A luta pela definição da Netflix enquanto cinema ou televisão continua. Dias antes da conquista de três Óscares em 10 nomeações para “Roma”, filme produzido pela plataforma mas estreado nalgumas salas de cinema de todo o mundo por um período limitado, Steven Spielberg, numa entrevista à ITV News, veio não só defender a experiência de ver filmes em sala de cinema mas também que só os que são feitos de raiz para esse espaço deveriam competir nos prémios da especialidade como os Óscares.

“Não acredito que filmes que tenham apenas exibições específicas em alguns cinemas por menos de uma semana, se possam qualificar para nomeações aos Óscares”, sublinhou o realizador.

“Cada vez menos realizadores vão lutar para angariar dinheiro, ou para competir em Sundance ou possivelmente conseguir que uma distribuidora especializada lance os seus filmes em cinema. E cada vez mais irão deixar que os negócios de SVOD [Streaming Video On-Demand] lhes financie os filmes, talvez com a promessa de uma curta janela de uma semana em cinema para se qualificarem para prémios. Mas, na verdade, quando alguém se compromete com um formato de televisão, está a fazer um filme para televisão”. Nesse sentido, o conteúdo do serviço de “streaming”, defende, “merece um Emmy e não um Óscar”.

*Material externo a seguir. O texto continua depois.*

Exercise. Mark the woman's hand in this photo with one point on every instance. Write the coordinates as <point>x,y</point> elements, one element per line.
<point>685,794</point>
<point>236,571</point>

Em resposta, a Netflix acaba de deixar a seguinte mensagem no Twitter: “Nós adoramos o cinema. Aqui vão algumas coisas que também adoramos: acesso às pessoas que nem sempre podem custear, ou que vivem em cidades sem, cinema; que toda a gente em todo o lado possa usufruir dos lançamentos ao mesmo tempo; dar aos realizadores mais vias para partilhar a arte. Estas coisas não são mutuamente exclusivas”.

O tema deverá ser discutido nas reuniões de abril na Academia de Artes e Ciências Cinematográficas de Hollywood, que deverão clarificar vários tópicos em relação à inclusão de filmes das plataformas, nomeadamente uma maior janela de exibição exclusiva em salas de cinema (“Roma” esteve em exibição três semanas nos EUA antes de entrar na plataforma) e a não divulgação dos dados de bilheteira.

Além de Alfonso Cuarón, que conquistou o Óscar de Melhor Realizador por “Roma”, realizadores tão prestigiados como os irmaos Coen, Paul Greengrass ou Ava DuVernay já tiveram projetos financiados pela Netflix, que tem na manga um dos filmes mais promissores de 2019: “The Irishman”, realizado por Martin Scorsese, com nada menos que Al Pacino, Robert De Niro, Joe Pesci e Harvey Keitel.

Ainda assim, Spielberg, que se estreou profissionalmente em televisão, não deixou de defender o pequeno ecrã: “alguns dos melhores argumentos a serem escritos hoje em dia estão na televisão, alguma da melhor realização está na televisão, algumas das melhores interpretações estão hoje na televisão.

O som é melhor em casa do alguma vez foi, mas não há nada como ir a uma grande sala escura com pessoas que nunca antes vimos e sermos mergulhados na experiência.” O cineasta assinalou que “espero que todos nós continuemos a acreditar que a maior contribuição que podemos fazer enquanto cineastas é dar às audiencias a experiência de ver um filme numa sala de cinema”.